It's tradition, now, for me to take a holiday at the end of January. Between the academic calendar (which, by the way, is different in Scotland from England, but some schools up here use the English system, because of course they do), and then the various festivals and what have you that really just can't be missed, the end of January/beginning of February is about when it has to be done.
So, this last week, I went to Berlin.
20. *Christy Moore, Live at the Point (album, 1994)
21. DDR Museum, Berlin
22. German Museum of Espionage, Berlin
23. *Bellowhead, Hedonism (album, 2012)
24. Joan Lindsay, Picnic at Hanging Rock (novel, 1967)
25. Haus am Checkpoint Charlie, Berlin
(This is where I wonder what counts, you know, in terms of adding things to a media log. I want to mention exhibitions - which is why the DDR (i.e. East Germany) Museum, the Espionage Museum, and the museum at Checkpoint Charlie are here - but I also wandered up the East Side Gallery, saw things like the Brandenburg Gate, the various monuments around the Tiergarten and outside the Riechstag, stuck my head inside the Academy of Art... but this is pure housekeeping. I still haven't decided whether/how to add podcasts to the list. Rest assured, much walking occurred; many interesting things were seen. Berlin is great.)

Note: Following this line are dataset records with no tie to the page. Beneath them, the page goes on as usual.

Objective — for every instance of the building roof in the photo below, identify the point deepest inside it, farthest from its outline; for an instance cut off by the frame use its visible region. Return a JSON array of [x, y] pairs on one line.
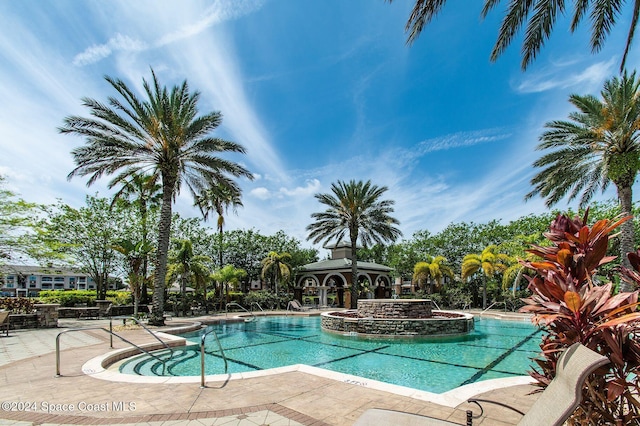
[[343, 264], [46, 270]]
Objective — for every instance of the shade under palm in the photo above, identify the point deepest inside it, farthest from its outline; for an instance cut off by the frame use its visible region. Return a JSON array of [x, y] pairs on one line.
[[161, 135], [599, 145], [354, 211]]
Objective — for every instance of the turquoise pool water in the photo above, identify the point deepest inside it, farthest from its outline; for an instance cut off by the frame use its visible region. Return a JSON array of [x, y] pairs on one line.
[[495, 349]]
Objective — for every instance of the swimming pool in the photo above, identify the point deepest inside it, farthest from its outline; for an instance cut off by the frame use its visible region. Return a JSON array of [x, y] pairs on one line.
[[495, 349]]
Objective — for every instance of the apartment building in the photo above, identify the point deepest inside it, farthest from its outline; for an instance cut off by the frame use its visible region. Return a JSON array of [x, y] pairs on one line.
[[27, 281]]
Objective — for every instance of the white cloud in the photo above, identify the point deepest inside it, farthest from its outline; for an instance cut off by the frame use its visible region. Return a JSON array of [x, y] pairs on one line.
[[220, 11], [461, 139], [261, 193], [560, 76], [98, 52], [311, 187]]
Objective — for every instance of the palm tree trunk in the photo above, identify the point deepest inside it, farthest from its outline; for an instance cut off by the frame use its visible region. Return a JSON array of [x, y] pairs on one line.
[[354, 272], [627, 236], [164, 233], [145, 261], [484, 293]]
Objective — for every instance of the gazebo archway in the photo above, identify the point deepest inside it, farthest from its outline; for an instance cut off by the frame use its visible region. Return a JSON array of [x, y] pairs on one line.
[[333, 275]]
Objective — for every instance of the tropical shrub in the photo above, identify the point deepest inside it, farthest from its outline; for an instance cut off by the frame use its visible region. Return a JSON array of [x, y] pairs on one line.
[[71, 298], [265, 298], [17, 305], [570, 302]]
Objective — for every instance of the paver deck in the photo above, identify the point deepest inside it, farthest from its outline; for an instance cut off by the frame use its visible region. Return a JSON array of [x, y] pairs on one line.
[[31, 394]]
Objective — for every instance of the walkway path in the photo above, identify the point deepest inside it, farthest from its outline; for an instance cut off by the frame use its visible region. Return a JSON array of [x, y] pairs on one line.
[[31, 394]]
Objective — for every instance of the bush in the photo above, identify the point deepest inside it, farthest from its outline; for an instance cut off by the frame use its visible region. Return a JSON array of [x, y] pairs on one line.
[[17, 305], [68, 298], [71, 298], [570, 305]]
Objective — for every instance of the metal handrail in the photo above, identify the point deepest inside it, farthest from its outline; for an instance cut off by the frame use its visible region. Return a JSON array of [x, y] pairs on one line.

The biggest thing I learned from the above is that museums have really come on in the last fifty years, and that the artistry of telling an interactive, historical story is underrecognised and extremely impressive. (How do I love thee, National Museum of Scotland; let me count the ways.) The standout here was the DDR museum which managed all that and a shedload of emotional resonance, in multiple languages. The Espionage museum was great right up until it devolved into James Bond stanning. Checkpoint Charlie could do with a revamp, to be sure, but it's still pretty impressive that the museum came into existence in 1962. What do you call a museum if it's of the present?
I have more thoughts about the collective storytelling of Berlin about itself, but they probably need to percolate a bit longer before they become anything useful. Right now, it seems to be a case of, "Here are the scars: we have lived through worse than this."
People have been telling me for weeks that I need to see the film of Picnic at Hanging Rock; I am sure it is great, but the best thing about Joan Lindsay's book is undoubtedly the voice it's written in. This is how I learned that "Tasmanian gothic" is a thing; if anyone has any more recommendations, sling them my way, because it's a tangent I'm very willing to follow.
Amongst all the new things, I retreated into my musical comfort zone. Christy Moore telling stories. Live at the Point is one of my all-time favourite albums. Seek it out.